Last night Chichester Copywriter attended Chichester Library’s Orange Prize for Fiction Evening where local writers Isabel Ashdown, Gabrielle Kimm and Jane Rusbridge voiced their opinions on this year’s shortlist…

It all began back in 1992 when a group of journalists, reviewers, agents, publishers, librarians, and booksellers gathered together in a London flat. They chatted about reading and publishing, reviewing and prize giving and soon an idea was born to set up a new kind of literary prize that would celebrate outstanding women’s writing. In 1996, after sponsorship deals were signed, it became known as the Orange Prize for Fiction.

The Orange Prize for Fiction celebrates excellence, originality and accessibility in women’s writing from throughout the world. It is the UK’s only annual book award for fiction written by a woman and is one of the most respected, most celebrated and most successful literary awards in the world. The winner receives a cheque for £30,000 and a limited edition bronze known as a ‘Bessie’, created and donated by the artist Grizel Niven.

Local author Kate Mosse was one of the Co-Founders of the Orange Prize so it has more connections with the Chichester literati than you first might think. Quite fittingly, to celebrate the Orange Prize’s 16th anniversary, three award winning Chichester-based authors, Isabel Ashdown (Glasshopper, Myriad Editions, 2009; Hurry Up and Wait, Myriad Editions, 2011), Gabrielle Kimm (His Last Duchess, Sphere, 2010; The Courtesan’s Lover, Sphere, 2011) and Jane Rusbridge (The Devil’s Music, Bloomsbury, 2010) gathered last night to discuss their thoughts about this year’s shortlisted books.

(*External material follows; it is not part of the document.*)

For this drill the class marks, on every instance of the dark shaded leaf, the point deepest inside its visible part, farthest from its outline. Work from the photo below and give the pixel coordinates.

This year’s Orange Prize for Fiction shortlist was:

  • Emma Donoghue (Irish) – Room; Picador; 7th Novel
  • Aminatta Forna (British/Sierra Leonean) – The Memory of Love; Bloomsbury; 2nd Novel
  • Emma Henderson (British) – Grace Williams Says it Loud; Sceptre; 1st Novel
  • Nicole Krauss (American) – Great House; Viking; 3rd Novel
  • Téa Obreht (Serbian/American) – The Tiger’s Wife; Weidenfeld & Nicolson; 1st Novel
  • Kathleen Winter (Canadian) – Annabel; Jonathan Cape; 1st Novel

The Memory of Love was a clear favourite of the Chichester writers for its excellent combination of plot, characters and writing. Grace Williams Says it Loud and Annabel also came high on their recommendation lists. There were certainly mixed feelings about Room, which was also shortlisted for the Man Booker Prize, and Great House, which was deemed quite hard going.

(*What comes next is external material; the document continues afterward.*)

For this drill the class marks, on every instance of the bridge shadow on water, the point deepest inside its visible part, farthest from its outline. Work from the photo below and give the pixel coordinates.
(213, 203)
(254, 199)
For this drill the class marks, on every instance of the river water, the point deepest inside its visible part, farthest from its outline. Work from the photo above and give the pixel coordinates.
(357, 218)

The book that didn’t exactly get thumbs up and was abandoned half way through reading by some of the panel, however, was The Tiger’s Wife. This was the one book that our West Sussex Copywriter went to last night’s bookchat with the biggest desire to read. The inclusion of folk and fairytale elements was a big draw and it got some fantastic reviews on BBC2’s The Review Show. The fact that it wasn’t a favourite of the Chichester writers panel actually made it even more intriguing and Katy became eager to form her own opinion.

After each book had been discussed the winner of the 2011 Orange prize for Fiction was announced. There was resounding shock throughout the panel and the Chichester Library audience as The Tiger’s Wife was named winner. This demonstrates how much individual opinions differ, especially between writers of different genres, and how reading a novel is such a personal experience. Téa Obreht is just 25 years old and Chichester Copywriter was pleased that such a young female writer was recognised. The best thing about the announcement, however, was that it wasn’t the obvious choice; there’s nothing worse than prizes where the winner is the bookies favourite.  A bit of surprise not only adds to the sense of occasion but also restores faith that not all is transparent.

Perhaps your favourite book wasn’t picked by this year’s judges but do not fear. The fact that it made the shortlist usually means it will receive ample publicity to make it a rip-roaring success. The Orange Prize for Fiction might have been founded to recognise the best in women’s fiction but it’s possible to get caught up in all the glitz and glamour of awards and accolades. Surely, being the people’s choice and climbing those best-seller charts is one of the greatest achievements of all for a female writer. It’s certainly what Chichester Copywriter’s Katy Lassetter aspires to achieve one day!